О Гудвине я ей рассказала, однако говорила об этом беспечно и полушутя, словно то был забавный розыгрыш, на который я по простоте душевной купилась. В моем рассказе сталкерство Мартова достигло комического апогея, а раздвоение личности Тима превратилось в клоунаду.

Слушая меня, Ксюша посмеивалась, а потом резюмировала:

– Все парни – шибанутые уроды.

Прежде она так не считала, но события последних дней пробудили в ней объяснимую злость, и моя история лишь укрепила это мнение.

С потерей телефона пришлось смириться. Его мог забрать кто-то из компании Лу, но спрашивать об этом унизительно. В другое время я попросила бы Мартова, теперь же оставалось надеяться, что они одумаются и сами отдадут.

Связь с Ершовым оставалась только через компьютер, и от этого казалось, будто нас разнесло по разным сторонам света. Мы не виделись всего один день, а я уже тосковала по нему сильнее, чем по Ксюше во время нашей последней ссоры.
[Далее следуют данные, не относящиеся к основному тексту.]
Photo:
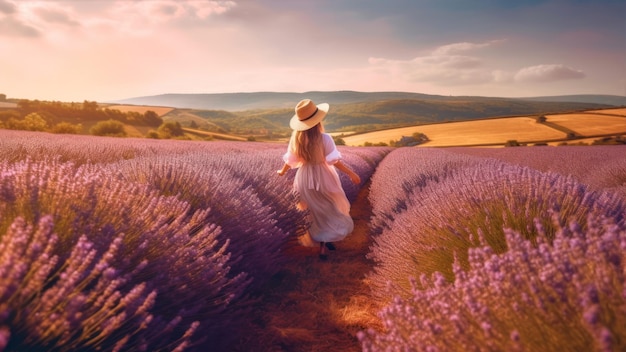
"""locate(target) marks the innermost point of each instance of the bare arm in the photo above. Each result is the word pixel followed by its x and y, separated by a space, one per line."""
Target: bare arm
pixel 283 170
pixel 345 169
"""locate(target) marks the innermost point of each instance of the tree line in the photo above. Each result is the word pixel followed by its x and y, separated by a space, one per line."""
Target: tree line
pixel 60 117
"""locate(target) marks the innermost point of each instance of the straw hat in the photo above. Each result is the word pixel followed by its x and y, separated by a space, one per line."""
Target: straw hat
pixel 308 115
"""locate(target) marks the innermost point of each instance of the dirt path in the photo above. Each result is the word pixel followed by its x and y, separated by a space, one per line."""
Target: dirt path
pixel 315 305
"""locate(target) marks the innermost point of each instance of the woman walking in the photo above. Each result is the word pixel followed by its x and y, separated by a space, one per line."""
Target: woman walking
pixel 317 183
«Я хочу встретиться. Если я тебя не увижу до экзамена, то не смогу сосредоточиться и завалю его», – написал он около девяти, но я этого сообщения не видела, потому что мы ужинали, а потом играли в шарады.
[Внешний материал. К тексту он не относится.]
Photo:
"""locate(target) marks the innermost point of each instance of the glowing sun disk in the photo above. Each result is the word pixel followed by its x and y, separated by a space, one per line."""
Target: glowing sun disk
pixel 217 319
Его, как и последующие три примерно такого же содержания, я смогла прочесть только в двенадцать, а он в это время уже был не в Сети.

Спала я плохо. Мне всю ночь снился Мартов. Он то приходил ко мне, спрятавшись за букетом тюльпанов, так что казалось, будто это Тим, то показывал татуировку с моим именем на животе, то являлся на костылях в розовом одеянии. Он преследовал меня в подземном переходе и разрывал в клочья красное платье прямо на мне. Он вносил меня на руках в переполненный актовый зал, и все кричали, обращаясь ко мне: «Киса-киса. Какой милый котенок!» – и хвалили его за то, что достал меня из мусора.

Но самой неприятной была сцена, когда он пропорол себе грудь шариковой ручкой и, достав оттуда зеленую бутылочную стекляшку, со всей силы швырнул ее в стену. Камень «Здесь и сейчас» раскололся на три части. Я наклонилась над осколками.

– Что ты наделал?! Зачем ты разбил свое сердце? – закричала я на него.

– Это сделала ты!

– Неправда! Я же видела, как ты его кинул!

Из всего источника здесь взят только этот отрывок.